Master the art of translation

When asked what builds her trust in a communications adviser, Rachel describes a specific skill: the ability to be an interpreter.

"The best communicators are translators," she says. "They understand that you might say something complex, and they go away and interpret it - they give it clarity and make it make sense for different audiences. They just get the issue and can translate it without losing the meaning."

The best communicators, in Rachel's view, don't just polish words, they bridge understanding. They can take complex concepts and translate them into messages that resonate across different audiences without losing authenticity or nuance.

For communications teams:

  • Develop the skill of translating technical, sector-specific or values-heavy language into clear, human terms without losing meaning

  • Before publishing, ask: "Would someone outside our organisation/sector understand this?" Test it with a friend or family member

  • Build a bank of metaphors, analogies and real-world examples that make abstract concepts concrete

  • Stay close enough to the work to genuinely understand it - you can't translate what you don't comprehend

Choose authenticity over perfection

For Rachel, perfection in communications is not always the goal.

"Sometimes I just want to be authentic," she explains. "I'm comfortable with something not being 100 percent polished if it means we can connect genuinely with the audience we're trying to engage. I think that authenticity actually builds trust - so I'm happy to put out communications that aren't perfectly polished if it means we can make a real connection."

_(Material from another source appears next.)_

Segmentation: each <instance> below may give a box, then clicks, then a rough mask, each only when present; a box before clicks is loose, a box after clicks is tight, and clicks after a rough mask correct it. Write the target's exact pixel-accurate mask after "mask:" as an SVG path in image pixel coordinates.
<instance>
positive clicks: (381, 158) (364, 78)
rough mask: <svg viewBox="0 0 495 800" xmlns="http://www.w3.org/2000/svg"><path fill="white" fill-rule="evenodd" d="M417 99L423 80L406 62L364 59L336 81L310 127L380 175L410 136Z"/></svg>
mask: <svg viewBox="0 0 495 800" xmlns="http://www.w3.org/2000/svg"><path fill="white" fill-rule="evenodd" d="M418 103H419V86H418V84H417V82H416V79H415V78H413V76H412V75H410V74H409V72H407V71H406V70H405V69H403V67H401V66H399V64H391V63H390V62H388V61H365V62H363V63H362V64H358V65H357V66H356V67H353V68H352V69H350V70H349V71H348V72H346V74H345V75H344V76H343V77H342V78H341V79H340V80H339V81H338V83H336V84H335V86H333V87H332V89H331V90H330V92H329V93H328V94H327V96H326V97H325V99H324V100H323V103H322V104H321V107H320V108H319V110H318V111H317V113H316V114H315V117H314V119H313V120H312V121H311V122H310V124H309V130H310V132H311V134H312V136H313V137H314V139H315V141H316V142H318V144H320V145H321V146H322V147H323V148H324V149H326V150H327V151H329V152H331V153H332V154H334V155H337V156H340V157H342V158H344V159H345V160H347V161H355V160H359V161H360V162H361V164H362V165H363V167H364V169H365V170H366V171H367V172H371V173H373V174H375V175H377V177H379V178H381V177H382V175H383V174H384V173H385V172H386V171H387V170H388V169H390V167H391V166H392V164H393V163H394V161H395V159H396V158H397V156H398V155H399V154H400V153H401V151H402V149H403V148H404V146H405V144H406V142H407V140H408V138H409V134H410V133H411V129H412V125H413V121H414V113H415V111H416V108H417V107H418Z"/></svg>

This is a crucial tension in purpose-driven communications. When you're working on social justice or equity issues, audiences can sense inauthenticity from miles away. Sometimes a slightly rough, genuine response builds more trust than a carefully crafted statement that feels sanitised.

For communicators used to striving for perfection, this requires a mindset shift, and a deep understanding of your leader's voice and the audience you're trying to reach.

For communications teams:

  • Have an honest conversation with your leadership about when polish matters and when authenticity matters more

  • Know your audience: some contexts (annual reports, formal submissions) demand polish; others (social media, community updates) reward realness

  • Develop guidelines for what "authentic but appropriate" looks like in your organisation

  • Trust that your audience is smart enough to value substance over style - especially when the message is timely and genuine

Final thoughts

Across her career, Rachel has seen communication act as a lever for belonging - or a barrier to it.

Her message for communicators is clear: If your organisation cares about equity, inclusion or social cohesion, your communications must reflect that in both content and process.

This means centring lived experience.
It means listening to dissent.
It means being ready when opportunity comes.
It means understanding culture, not just audience segments.
It means prioritising authenticity over polish.

Most of all, it means recognising that for purpose-driven work, communication is not just what you do - it’s how you create change.

When communicators choose language that honours people, bridges cultures and builds trust, they’re not just telling stories. They’re shaping belonging in Aotearoa.